Lardon is a front-end for dynamic data import of large files, using the numpy.memmap
interface
to easily index large memory arrays without the entire import of the corresponding file.
To install lardon
, run you Terminal and
git clone https://github.com/domkirke/lardon.git
cd lardon
python3 setup.py install
To parse a dataset with lardon
, you can use to different frontends:
import lardon
data_path = "${path_to_dataset}"
parsed_path = "${path_to_parsed_dataset}"
# online parsing
offline_list = lardon.compile(data_path, parsed_path, valid_exts=['.npy'], callback=lardon.default_callback)
# environment parsing (data_path can be None, that you can generate data while exporting it. if you do so,
# the lardon parser will not have an iteration method)
with lardon.LardonParser(data_path, parsed_path, valid_exts=['.npy']) as parser:
for f in parser:
data = np.load(f)
parser.register(f, {}, f)
# you can then load the offline list with the parse_folder method
offline_list = lardon.parse_folder(parsed_path, drop_metadata=True)
data, metadata = offline_list[0] # lardon is asynchronous, s.t. data will be loaded when accessed
Lardon first parses the target data to create a memmap
-compatible
version of the dataset, referring to data elements using aysnchonous callback units called OfflineEntry
,
whose corresponding data is pointed using a Selector
. Entries are compiled in an OfflineDataList
object,
that can be indexed as an usual list.
Please consider that, due to the numpy.memmap
back-end, import time goes exponentially with the depth of the
sliced dimension.

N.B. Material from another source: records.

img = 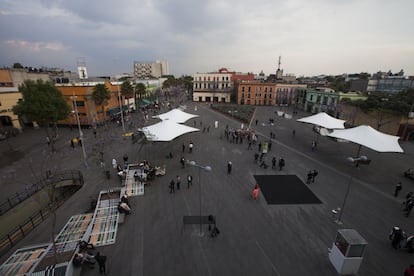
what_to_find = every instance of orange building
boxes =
[237,81,306,105]
[56,80,126,125]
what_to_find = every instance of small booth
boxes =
[328,229,368,275]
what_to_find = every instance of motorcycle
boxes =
[389,226,414,253]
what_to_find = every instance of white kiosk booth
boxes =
[328,229,368,275]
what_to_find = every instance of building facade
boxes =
[296,88,339,115]
[134,60,169,79]
[193,72,233,103]
[237,81,306,105]
[56,80,128,126]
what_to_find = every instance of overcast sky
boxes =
[0,0,414,77]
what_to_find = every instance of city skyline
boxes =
[0,0,414,76]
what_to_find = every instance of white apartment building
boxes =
[134,60,170,79]
[193,72,233,103]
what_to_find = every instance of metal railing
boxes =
[0,171,84,216]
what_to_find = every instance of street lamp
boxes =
[71,93,88,167]
[118,84,125,132]
[188,161,211,236]
[336,155,368,224]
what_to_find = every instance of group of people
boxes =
[72,240,106,274]
[169,174,193,194]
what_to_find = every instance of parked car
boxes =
[404,168,414,180]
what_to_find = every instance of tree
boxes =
[121,80,134,109]
[92,83,111,120]
[13,79,71,150]
[13,62,24,69]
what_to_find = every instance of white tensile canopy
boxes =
[140,120,199,142]
[328,125,404,152]
[153,108,198,124]
[296,112,345,129]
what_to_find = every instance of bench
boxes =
[181,215,216,233]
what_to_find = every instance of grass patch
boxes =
[211,104,256,123]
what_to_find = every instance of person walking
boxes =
[312,169,318,183]
[188,141,194,153]
[394,182,402,197]
[254,152,259,164]
[187,174,193,189]
[306,170,313,184]
[252,183,259,201]
[175,175,181,190]
[272,156,276,170]
[278,157,285,171]
[170,180,175,194]
[95,252,106,274]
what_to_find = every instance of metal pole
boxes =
[198,167,203,236]
[72,92,88,167]
[118,87,125,132]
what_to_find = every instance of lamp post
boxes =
[336,155,368,224]
[188,161,211,236]
[71,93,88,167]
[118,84,125,132]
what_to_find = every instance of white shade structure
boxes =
[153,108,198,124]
[296,112,345,129]
[139,120,199,142]
[328,125,404,152]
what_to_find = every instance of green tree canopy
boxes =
[92,83,111,117]
[13,79,71,126]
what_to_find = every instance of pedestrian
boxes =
[404,265,414,276]
[278,157,285,171]
[170,179,175,194]
[306,170,313,184]
[227,161,232,174]
[394,182,402,197]
[252,183,259,200]
[254,152,259,164]
[405,198,414,217]
[312,141,316,151]
[175,175,181,190]
[95,252,106,274]
[187,174,193,189]
[312,169,318,183]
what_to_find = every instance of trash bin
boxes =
[328,229,368,275]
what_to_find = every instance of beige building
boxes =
[193,72,233,103]
[0,69,49,130]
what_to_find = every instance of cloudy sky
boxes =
[0,0,414,77]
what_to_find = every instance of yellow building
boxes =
[56,80,127,125]
[0,69,22,130]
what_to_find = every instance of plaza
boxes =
[0,102,414,276]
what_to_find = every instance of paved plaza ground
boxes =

Hence, dynamic import of deep dimensions of an array. For exemple, if the array is 10x10x10x10 x[:, :, :, 0]
will result to 1000 memmap
calls, while x[:, 0:20]
will result to only 10 calls.
Data parsing can be easily done using the compile
function :
import numpy as np
from lardon import checkdir, compile
# Create dumb dataset
path = "dumb_dataset"
checkdir(path); checkdir(path+"/data")
n_items = 10
for n in range(n_items):
random_shape = (10, np.random.randint(2, 5), 23, np.random.randint(700, 900))
x = np.reshape(np.arange(np.prod(random_shape)), random_shape)

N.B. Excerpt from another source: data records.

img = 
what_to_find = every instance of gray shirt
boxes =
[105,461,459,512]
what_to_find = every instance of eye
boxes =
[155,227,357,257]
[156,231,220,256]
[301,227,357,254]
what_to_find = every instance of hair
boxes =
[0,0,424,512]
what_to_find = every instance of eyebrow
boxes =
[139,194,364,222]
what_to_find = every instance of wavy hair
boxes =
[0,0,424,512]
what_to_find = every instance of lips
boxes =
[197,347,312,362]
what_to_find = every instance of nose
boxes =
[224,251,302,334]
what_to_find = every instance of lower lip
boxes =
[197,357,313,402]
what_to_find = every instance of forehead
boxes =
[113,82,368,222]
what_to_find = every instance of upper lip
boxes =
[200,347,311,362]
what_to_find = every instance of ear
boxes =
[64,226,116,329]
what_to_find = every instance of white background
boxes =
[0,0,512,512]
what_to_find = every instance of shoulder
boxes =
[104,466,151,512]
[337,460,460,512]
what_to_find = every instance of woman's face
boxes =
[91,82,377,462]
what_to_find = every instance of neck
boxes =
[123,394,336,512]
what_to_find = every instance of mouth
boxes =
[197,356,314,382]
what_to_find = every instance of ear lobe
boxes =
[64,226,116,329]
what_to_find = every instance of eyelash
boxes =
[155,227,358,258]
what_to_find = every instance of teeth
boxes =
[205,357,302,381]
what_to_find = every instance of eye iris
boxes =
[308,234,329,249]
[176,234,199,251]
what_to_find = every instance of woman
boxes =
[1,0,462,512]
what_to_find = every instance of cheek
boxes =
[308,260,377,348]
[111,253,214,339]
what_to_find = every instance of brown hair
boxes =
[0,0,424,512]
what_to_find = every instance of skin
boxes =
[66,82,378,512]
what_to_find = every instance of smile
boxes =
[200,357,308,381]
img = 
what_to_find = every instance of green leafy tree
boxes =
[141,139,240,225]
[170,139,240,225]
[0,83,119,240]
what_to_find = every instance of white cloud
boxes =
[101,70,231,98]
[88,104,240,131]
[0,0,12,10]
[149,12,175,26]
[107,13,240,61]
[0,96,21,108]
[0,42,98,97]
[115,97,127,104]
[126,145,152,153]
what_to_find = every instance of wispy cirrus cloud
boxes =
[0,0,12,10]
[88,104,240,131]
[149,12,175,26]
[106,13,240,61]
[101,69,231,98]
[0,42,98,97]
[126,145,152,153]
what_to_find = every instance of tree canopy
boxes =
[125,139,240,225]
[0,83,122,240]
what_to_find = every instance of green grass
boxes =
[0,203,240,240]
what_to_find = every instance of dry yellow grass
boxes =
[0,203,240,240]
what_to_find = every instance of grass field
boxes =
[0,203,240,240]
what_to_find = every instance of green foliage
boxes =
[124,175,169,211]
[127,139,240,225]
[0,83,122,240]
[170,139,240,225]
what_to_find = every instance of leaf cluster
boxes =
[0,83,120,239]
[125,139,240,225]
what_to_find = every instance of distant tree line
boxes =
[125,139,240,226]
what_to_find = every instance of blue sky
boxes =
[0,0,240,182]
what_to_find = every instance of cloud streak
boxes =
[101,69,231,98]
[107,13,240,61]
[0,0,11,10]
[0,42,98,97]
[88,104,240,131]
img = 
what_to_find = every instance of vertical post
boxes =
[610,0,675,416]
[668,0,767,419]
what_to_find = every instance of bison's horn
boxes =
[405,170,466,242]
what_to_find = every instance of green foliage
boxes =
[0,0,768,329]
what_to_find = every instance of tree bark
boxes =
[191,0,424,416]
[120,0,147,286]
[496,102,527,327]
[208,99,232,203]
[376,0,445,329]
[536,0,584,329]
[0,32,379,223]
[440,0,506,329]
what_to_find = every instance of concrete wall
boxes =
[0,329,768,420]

with open(f"{path}/data/dumb_{n}.npy", 'wb') as f:
np.save(f, x)
# Define callback for data import
def dumb_callback(filename):
with open(filename, 'rb') as f:
# callback must return data as first argument, and metadata as second
return np.load(f), {}
# the compile function exports data as np.memmap and the corresponding OfflineDataList
offline_list = compile(path+'/data', path+"/parsed", valid_exts=['.npy'], callback=dumb_callback)
A parsed dataset (a dataset will be considered as parsed if a file parsing.ldn
is found
in the root) can be imported using a simple call to parse_folder
:
from lardon import parse_folder
offline_list = parse_folder("dumb_dataset/parsed")

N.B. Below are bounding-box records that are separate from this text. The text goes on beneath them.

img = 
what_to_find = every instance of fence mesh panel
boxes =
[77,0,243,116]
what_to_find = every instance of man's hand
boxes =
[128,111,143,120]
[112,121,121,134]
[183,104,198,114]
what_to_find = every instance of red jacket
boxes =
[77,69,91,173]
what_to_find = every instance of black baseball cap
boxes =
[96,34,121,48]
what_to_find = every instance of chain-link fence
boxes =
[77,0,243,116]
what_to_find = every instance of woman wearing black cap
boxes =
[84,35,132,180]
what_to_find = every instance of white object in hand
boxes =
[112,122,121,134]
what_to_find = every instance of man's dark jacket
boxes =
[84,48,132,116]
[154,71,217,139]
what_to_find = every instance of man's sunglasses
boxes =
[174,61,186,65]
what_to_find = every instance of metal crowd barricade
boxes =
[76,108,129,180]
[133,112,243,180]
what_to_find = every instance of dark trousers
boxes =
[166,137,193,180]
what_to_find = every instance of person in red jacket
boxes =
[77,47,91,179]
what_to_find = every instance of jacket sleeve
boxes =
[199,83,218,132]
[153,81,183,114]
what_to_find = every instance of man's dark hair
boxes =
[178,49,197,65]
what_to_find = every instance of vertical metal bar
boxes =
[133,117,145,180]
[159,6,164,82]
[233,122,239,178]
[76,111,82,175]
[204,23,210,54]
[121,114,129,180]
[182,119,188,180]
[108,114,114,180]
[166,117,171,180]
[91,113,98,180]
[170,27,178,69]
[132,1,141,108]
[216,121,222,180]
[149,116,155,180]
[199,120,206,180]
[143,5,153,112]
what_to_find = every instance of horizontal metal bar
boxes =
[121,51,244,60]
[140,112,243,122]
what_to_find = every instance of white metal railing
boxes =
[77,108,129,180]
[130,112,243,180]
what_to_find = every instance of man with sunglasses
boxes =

# an additional dtype argument may be given to convert (if needed) the dtype of the loaded data
print(offline_list[0].shape, offline_list[0, 5, 0:2, 1:2, 0].shape)
A given import axis can be chosen randomly by indexing with a randslice(length=1)
index,
allowing to retrieve random parts of the imported sequence at each call:
from lardon import parse_folder, randslice
offline_list = parse_folder("dumb_dataset/parsed")
for i in range(5):
# randslice object is initialized with a length argument (default is 1) and optional start and
# stop keywords, constraining the range used for random indexing
print("iter %d : "%i, offline_list[0].shape, offline_list[0, 5, randslice(10, start=10, stop=50), 1:2, 0])
As numpy.memmap
is used in the back-end, full import of the file is not needed anymore. However, please note that
the number of memmap
calls grows exponentially with the depth of the dimension, such that is much more efficient
to index (randomly or not) the first dimensions of the imported array.
lardon
compiles all the files in a single data list, such that batch loading of variable sequences
may be not straightforward. The behavior of data batching may be set using the batch_mode
keyword :
from lardon import parse_folder
path = "/Users/domkirke/Datasets/lardon_dataset"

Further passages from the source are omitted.